The first science fiction to be set on Mars may be Across the Zodiac: The Story of a Wrecked Record (1880) by Percy Greg. It was a long-winded book concerned with a civil war on Mars. Another Mars novel, this time dealing with benevolent Martians coming to Earth to give humankind the benefit of their advanced knowledge, was published in 1897 by Kurd Lasswitz — Two Planets (Auf Zwei Planeten). It was not translated until 1971, and thus may not have influenced Wells, although it did depict a Mars influenced by the ideas of Percival Lowell. Other examples are Mr. Stranger's Sealed Packet (1889), which took place on Mars, Gustavus W. Popes's Journey to Mars (1894), and Ellsworth Douglas's Pharaoh's Broker, in which the protagonist encounters an Egyptian civilisation on Mars which, while parallel to that of the Earth has evolved somehow independently.
Early examples of influence on science fiction
Wells had already proposed another outcome for the alien invasion story in The War of the Worlds. When the Narrator meets the artilleryman the second time, the artilleryman imagines a future where humanity, hiding underground in sewers and tunnels, conducts a guerrilla war, fighting against the Martians for generations to come, and eventually, after learning how to duplicate Martian weapon technology, destroys the invaders and takes back the Earth.
Six weeks after publication of the novel, the Boston Post newspaper published another alien invasion story, an unauthorised sequel to The War of the Worlds, which turned the tables on the invaders. Edison's Conquest of Mars was written by Garrett P. Serviss, a now little remembered writer, who described the famous inventor Thomas Edison leading a counterattack against the invaders on their home soil.

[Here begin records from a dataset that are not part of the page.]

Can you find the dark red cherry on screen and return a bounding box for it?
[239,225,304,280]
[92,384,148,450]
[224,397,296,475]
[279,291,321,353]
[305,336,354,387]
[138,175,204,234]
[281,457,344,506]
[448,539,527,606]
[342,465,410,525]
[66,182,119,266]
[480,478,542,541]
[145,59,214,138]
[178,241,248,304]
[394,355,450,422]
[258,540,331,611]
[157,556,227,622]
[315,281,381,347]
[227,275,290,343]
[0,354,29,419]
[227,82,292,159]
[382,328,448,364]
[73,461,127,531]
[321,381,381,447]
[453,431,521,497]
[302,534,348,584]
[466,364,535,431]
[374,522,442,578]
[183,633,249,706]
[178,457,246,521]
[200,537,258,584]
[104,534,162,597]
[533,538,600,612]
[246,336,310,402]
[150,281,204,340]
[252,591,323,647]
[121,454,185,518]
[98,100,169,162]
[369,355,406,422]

Though this is actually a sequel to 'Fighters from Mars', a revised and unauthorised reprint of War of the Worlds, they both were first printed in the Boston Post in 1898. Lazar Lagin published "Major Well Andyou" in USSR in 1962, an alternative view of events in "War of the Worlds" from the viewpoint of a traitor.
The War of the Worlds was reprinted in the United States in 1927, before the Golden Age of science fiction, by Hugo Gernsback in Amazing Stories. John W. Campbell, another key science fiction editor of the era, and periodic short story writer, published several alien invasion stories in the 1930s. Many well known science fiction writers were to follow, including Isaac Asimov, Arthur C. Clarke, Clifford Simak and Robert A. Heinlein with The Puppet Masters and John Wyndham with The Kraken Wakes.
The theme of alien invasion has remained popular to the present day and are frequently used in the plots of all forms of popular entertainment including movies, television, novels, comics and video games. Alan Moore's graphic novel, The League of Extraordinary Gentlemen, Volume II, retells the events in The War of the Worlds. In the end of the first issue of Marvel Zombies 5, it is revealed that the main characters will visit a world called "Martian Protectorate" where the events of War of the Worlds are occurring.
The Tripods trilogy of books features a central theme of invasion by alien-controlled tripods.
Other narratives, in addition to utilising the alien invasion trope, also involve the appearance of tripod alien fighting machines. The computer game Half-Life 2 makes an apparent homage to The War of the Worlds in the appearance of tripod fighting machines known as Striders, used by the alien invaders. In the video game Unreal Tournament III, one of the vehicles used by the antagonist is a large "Darkwalker" tripod that functions similarly to those in War of the Worlds.